But Jericho died in October of last year, of natural causes. From then on, the older lions in one of the packs took over. Are those … "
It got dark in three times. At dusk, the lions, who had done little more than slumber and stretch, get up and follow the same path from which we had come.
When they get into the low vegetation of the savanna, we lose track of them.
On the first of July 2015, the same happened to PN Hwange rangers – and Oxford University scientists – regarding the great lion Cecil, the star of the park.
The Life Lived by Leão Cecil at PN Hwange
Cecil had survived clashes with the Askaris, lions of a rival pack with consolidated power. To resist them, he teamed up with another lone male, Leander. Leander was mortally wounded by the leader of the Askaris when the bulkier and more aggressive one resisted a concerted attack by Cecil and Leander.

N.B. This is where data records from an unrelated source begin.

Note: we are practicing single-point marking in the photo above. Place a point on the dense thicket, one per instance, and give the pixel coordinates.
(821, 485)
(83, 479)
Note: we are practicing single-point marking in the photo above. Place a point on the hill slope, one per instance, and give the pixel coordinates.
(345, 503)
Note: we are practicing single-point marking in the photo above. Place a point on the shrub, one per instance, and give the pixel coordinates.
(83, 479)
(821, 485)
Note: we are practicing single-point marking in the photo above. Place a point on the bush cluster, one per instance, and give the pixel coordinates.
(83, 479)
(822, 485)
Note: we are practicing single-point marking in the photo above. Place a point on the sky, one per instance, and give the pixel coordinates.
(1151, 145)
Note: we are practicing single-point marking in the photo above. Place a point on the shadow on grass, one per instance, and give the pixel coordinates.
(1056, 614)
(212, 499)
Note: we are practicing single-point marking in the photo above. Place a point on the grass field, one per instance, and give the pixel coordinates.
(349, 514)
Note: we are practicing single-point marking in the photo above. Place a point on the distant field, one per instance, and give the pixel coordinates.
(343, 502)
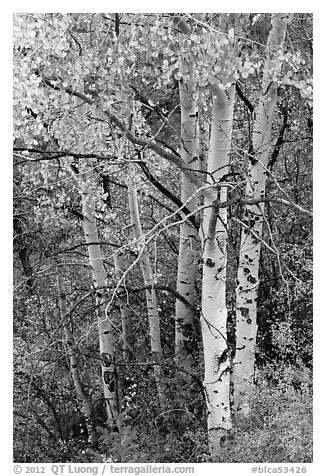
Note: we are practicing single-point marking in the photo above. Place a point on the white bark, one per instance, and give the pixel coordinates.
(148, 277)
(214, 239)
(125, 310)
(106, 335)
(187, 266)
(73, 365)
(248, 281)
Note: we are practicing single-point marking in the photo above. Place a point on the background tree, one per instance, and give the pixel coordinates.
(132, 119)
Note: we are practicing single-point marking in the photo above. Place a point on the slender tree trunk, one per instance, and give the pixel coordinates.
(126, 314)
(74, 370)
(105, 328)
(153, 315)
(214, 239)
(248, 281)
(187, 266)
(106, 335)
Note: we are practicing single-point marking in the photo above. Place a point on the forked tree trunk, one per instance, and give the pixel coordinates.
(82, 396)
(214, 239)
(248, 282)
(151, 300)
(187, 266)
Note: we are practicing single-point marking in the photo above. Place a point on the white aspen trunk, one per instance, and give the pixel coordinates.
(106, 336)
(73, 365)
(126, 314)
(151, 300)
(187, 266)
(214, 239)
(248, 281)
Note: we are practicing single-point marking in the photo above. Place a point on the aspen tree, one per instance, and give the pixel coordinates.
(214, 239)
(73, 364)
(187, 266)
(126, 315)
(88, 190)
(248, 280)
(149, 280)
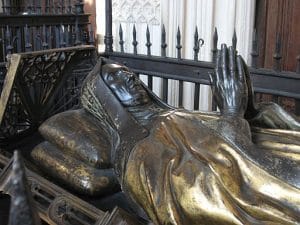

Cecil himself suffered considerable damage but recovered. After some time, he was driven by the remaining Askaris to the southeast wing of the park.
There, it grew and flourished. He became a majestic lion, with an unmistakable lush black mane.
Among lionesses and cubs, his pack brought together twenty-two specimens. In 2012, two newly arrived young lions chased him away. Jericho, who previously had another alliance, had his partner shot down by a trophy hunter.
In early 2013, archrivals Cecil and Jericho (an Askari) found themselves face to face. Instead of fighting, they realized that they would be better allies. At first, their relationship was troubled, with both trying to lash out to assert supremacy.
Even so, they came to form an inseparable and unbeatable duo. Soon, they commanded two packs in a vast territory of an area frequented by visitors. They became the protagonists of PN Hwange.
Until a horrific new human intervention ended Cecil's life.
The Cowardly Killing of the Lion Cecil at the Hands of Walter Palmer
Like almost every Somali and other ranger in the park, Robert knows the story by heart and sauté.
It tells us a part of the fascinating nocturnal return to the starting point, under one of the most star-laden firmaments we have ever seen and, here and there, with a powerful focus at the ready, in search of nocturnal animals.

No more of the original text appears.